Gay Marriage Was Never Just About Tax Breaks
Recently, my favorite podcast touched on the topic of the debate within the LGBTQI* community about the prioritization of same-sex marriage (as opposed to trans rights, equal access to housing, etc). Both the host and the guest mentioned only the question of tax breaks as a motivator, with the context suggesting that tax breaks shouldn’t take precedent over issues of survival, like fair access to housing and employment.
I don’t disagree with that premise in the least: frankly, I could care less about tax breaks (and being married doesn’t automatically save you money on your taxes anyway). We definitely need to be more in-tune to issues like the dangers faced by trans people, and especially trans women of color, who are assaulted and murdered at staggeringly high rates just for trying to be themselves.
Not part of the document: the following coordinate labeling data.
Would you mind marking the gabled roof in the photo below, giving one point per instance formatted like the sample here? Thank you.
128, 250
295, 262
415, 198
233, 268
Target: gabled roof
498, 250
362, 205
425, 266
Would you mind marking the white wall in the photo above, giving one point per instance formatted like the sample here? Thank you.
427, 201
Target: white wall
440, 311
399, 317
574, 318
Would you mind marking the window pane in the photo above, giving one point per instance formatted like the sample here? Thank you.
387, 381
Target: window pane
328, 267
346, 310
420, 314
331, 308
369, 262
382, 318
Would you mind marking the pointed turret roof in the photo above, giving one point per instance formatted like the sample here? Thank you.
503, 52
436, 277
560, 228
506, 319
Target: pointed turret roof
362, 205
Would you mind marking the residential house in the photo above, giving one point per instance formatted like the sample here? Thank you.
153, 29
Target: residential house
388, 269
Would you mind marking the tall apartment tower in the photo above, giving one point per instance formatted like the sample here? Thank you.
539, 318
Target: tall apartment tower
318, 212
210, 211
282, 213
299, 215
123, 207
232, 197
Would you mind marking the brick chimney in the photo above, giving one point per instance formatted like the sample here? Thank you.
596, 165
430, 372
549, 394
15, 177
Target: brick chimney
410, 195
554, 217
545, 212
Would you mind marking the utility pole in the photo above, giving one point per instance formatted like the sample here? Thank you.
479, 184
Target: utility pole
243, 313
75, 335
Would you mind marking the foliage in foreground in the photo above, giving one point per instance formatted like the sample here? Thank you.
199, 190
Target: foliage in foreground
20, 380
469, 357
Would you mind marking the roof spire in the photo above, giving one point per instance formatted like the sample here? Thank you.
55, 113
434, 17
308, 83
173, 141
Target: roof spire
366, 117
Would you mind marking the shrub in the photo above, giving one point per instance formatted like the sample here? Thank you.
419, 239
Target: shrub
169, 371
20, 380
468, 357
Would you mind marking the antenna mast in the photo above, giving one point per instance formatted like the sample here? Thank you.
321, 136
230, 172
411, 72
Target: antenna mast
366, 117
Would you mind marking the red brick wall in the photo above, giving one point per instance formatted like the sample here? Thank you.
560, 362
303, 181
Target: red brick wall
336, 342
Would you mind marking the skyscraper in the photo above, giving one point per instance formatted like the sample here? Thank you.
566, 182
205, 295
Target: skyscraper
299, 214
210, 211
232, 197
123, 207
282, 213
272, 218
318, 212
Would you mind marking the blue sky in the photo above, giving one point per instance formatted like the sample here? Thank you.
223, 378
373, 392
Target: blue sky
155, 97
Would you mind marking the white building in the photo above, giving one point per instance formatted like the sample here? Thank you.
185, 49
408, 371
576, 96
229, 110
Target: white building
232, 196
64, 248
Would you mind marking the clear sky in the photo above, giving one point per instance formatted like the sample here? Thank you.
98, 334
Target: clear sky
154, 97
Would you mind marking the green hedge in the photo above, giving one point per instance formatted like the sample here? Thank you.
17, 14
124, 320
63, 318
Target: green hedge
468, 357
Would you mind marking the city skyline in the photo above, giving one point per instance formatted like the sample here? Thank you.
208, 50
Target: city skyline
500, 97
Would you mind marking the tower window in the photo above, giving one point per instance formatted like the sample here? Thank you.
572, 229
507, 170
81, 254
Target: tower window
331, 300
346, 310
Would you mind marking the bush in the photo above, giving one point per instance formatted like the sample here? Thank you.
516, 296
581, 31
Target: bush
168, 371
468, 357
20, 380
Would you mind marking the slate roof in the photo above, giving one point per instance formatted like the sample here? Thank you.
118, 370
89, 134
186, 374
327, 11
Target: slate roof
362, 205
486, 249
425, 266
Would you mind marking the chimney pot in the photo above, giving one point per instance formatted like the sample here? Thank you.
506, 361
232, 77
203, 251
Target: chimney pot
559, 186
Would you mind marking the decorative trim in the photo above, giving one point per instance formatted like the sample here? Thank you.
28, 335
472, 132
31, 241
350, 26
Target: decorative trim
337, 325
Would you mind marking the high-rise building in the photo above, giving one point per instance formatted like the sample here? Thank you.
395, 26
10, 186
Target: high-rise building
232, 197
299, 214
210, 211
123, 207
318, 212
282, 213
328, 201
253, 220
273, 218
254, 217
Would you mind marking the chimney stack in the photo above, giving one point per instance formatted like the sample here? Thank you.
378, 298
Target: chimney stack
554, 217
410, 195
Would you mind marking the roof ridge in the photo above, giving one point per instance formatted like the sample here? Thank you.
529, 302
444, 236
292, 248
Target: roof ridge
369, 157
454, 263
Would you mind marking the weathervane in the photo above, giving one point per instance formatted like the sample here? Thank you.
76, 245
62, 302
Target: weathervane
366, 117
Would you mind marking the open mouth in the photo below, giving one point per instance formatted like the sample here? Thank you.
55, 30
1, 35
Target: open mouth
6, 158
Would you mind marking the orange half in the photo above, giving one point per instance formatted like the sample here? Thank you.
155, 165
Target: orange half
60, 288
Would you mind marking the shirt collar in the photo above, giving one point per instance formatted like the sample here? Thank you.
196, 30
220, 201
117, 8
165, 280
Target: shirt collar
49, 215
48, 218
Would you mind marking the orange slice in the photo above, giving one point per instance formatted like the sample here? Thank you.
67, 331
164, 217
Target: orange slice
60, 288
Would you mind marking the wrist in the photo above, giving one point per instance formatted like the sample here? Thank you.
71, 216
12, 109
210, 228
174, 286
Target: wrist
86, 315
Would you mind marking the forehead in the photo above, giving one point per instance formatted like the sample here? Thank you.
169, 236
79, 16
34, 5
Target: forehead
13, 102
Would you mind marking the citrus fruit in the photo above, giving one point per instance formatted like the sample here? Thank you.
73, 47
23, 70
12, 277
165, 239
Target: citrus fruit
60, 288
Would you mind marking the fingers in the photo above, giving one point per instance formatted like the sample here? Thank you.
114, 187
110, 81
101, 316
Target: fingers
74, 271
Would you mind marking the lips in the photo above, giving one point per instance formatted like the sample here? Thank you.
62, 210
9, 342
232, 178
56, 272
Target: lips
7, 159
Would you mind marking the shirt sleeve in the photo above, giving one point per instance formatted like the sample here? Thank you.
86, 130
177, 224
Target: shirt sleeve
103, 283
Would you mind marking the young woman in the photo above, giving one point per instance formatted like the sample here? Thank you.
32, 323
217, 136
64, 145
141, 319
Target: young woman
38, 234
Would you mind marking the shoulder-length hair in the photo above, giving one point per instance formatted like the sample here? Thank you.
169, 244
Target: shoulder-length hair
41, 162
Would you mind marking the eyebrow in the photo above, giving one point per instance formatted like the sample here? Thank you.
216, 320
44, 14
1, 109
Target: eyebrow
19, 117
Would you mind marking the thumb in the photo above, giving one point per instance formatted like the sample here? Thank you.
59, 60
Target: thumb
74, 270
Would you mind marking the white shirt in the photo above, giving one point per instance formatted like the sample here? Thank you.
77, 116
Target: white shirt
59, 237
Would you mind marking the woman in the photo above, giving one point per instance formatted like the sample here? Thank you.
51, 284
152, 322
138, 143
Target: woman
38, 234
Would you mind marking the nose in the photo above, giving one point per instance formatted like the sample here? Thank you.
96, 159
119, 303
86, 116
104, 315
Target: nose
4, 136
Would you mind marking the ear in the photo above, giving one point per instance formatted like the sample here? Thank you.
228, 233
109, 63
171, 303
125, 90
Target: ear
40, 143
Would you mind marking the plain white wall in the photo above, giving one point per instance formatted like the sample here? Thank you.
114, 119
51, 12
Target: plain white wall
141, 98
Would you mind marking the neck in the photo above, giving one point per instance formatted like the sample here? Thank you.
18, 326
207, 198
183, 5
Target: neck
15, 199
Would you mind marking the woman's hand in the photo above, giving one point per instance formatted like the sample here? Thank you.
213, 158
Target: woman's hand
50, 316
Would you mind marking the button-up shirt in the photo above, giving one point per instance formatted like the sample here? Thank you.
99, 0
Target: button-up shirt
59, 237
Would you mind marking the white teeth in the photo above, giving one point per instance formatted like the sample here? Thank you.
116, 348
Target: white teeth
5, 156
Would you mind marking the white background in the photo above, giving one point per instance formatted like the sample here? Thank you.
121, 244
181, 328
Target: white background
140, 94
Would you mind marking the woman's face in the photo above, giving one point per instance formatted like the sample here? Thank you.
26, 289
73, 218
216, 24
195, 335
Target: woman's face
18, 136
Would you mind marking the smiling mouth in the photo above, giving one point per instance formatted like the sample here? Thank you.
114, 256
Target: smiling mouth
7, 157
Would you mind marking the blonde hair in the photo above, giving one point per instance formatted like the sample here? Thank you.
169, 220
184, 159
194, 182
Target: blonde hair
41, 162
As a community, those of us out here in Rainbowland definitely need to center the issues of those among us who are most vulnerable.
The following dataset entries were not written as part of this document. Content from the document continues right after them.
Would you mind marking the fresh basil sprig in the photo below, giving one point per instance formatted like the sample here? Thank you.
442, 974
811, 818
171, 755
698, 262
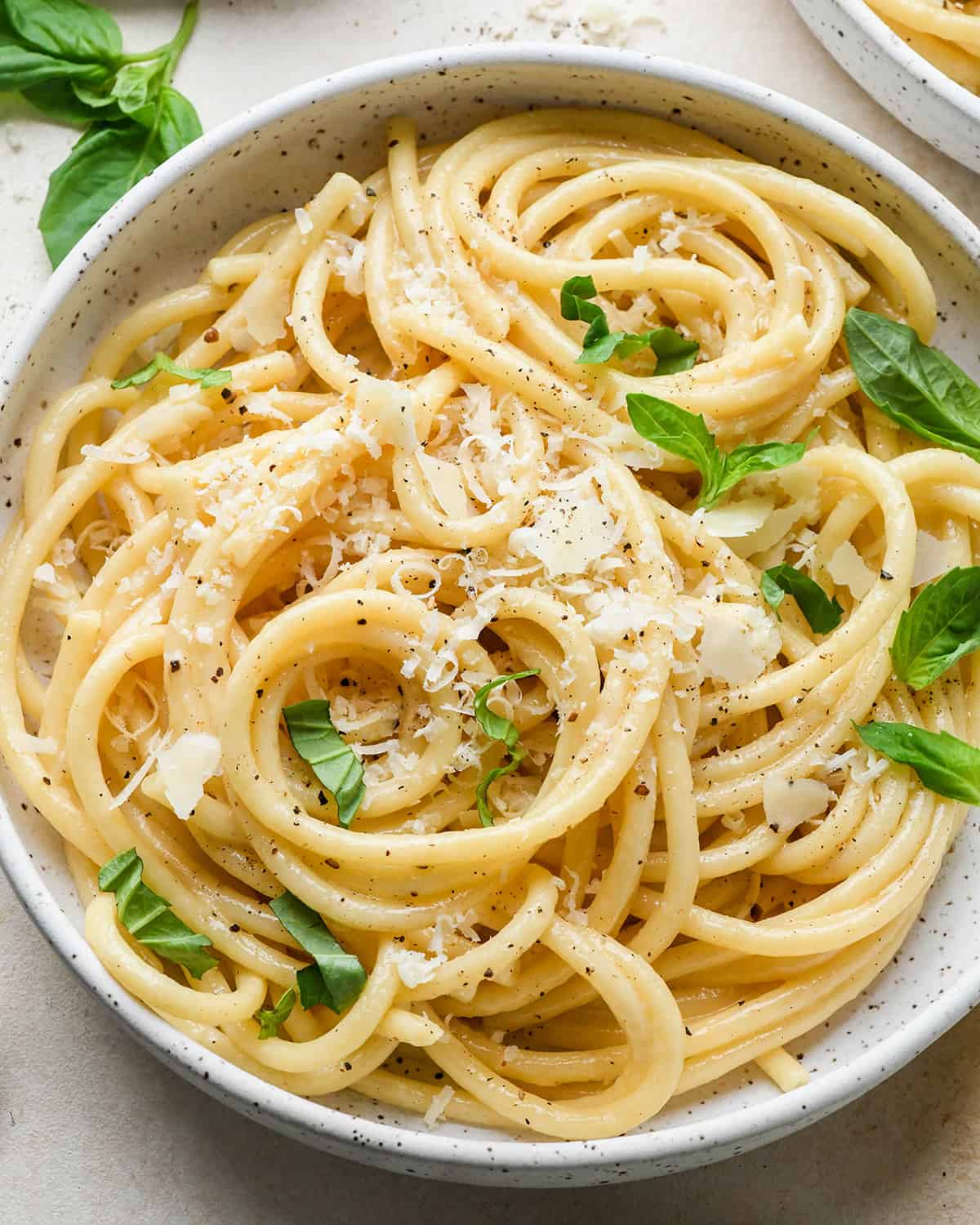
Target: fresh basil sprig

I’m sure that this was an unscripted oversight, and if the topic at hand had been “Let’s Talk About Same-Sex Marriage,” the million and fifteen much-more-important rights afforded by marriage would probably have come to light sooner or later.
But the fact that both the host’s and the guest’s first instinct was to frame the question of gay marriage as one of mere access to tax breaks reflects its own kind of privilege: one that has a lot to do with the one of the Great Divides in queer history, and a lot to do with being relatively young and healthy.
Because, for gay men and women of my husband’s generation, gay marriage has a lot more to do with death than it does with taxes.
Let me back up a little.
D and I are members of two distinct generations.
He was born in a Cold War world, at the peak of the space race, and grew up in the world of arcades, local media, snail mail, and telephone calls. I was born at the very tail end of the Cold War, when we’d already decided to kiss and make up and were basically just sorting out how to do it, and grew up in the world of in-home video game systems, global media, email, and increasingly-rapid telecommunication. In high school, he had the library and his local friends. I had the entire internet and more or less the entire world to chat with.
As D was coming of age, sex was a terrifying game of Russian Roulette: he remembers the time before we knew how HIV was transmitted. He was a young adult at the peak of the AIDS crisis.
As for me … although its confusing specter haunted my childhood and probably made me far more paranoid about sex than was entirely necessary, by the time I first heard about AIDS (from an NPR radio segment in my Dad’s car), we already knew how to prevent transmission and were starting to see effective treatments. As a young adult, I already lived in a world where AIDS was a fact of life—in essence, a particularly obnoxious lifelong chronic illness that could be managed with medication. Like, herpes on steroids, or something.
D is part of the generation that experienced the staggering pain of devoted couples being separated by hospital policies that allowed only legal family members visitation rights.
He is part of the generation that saw bereaved spouses ousted from their homes when the deceased’s family decided to seize the property of the deceased.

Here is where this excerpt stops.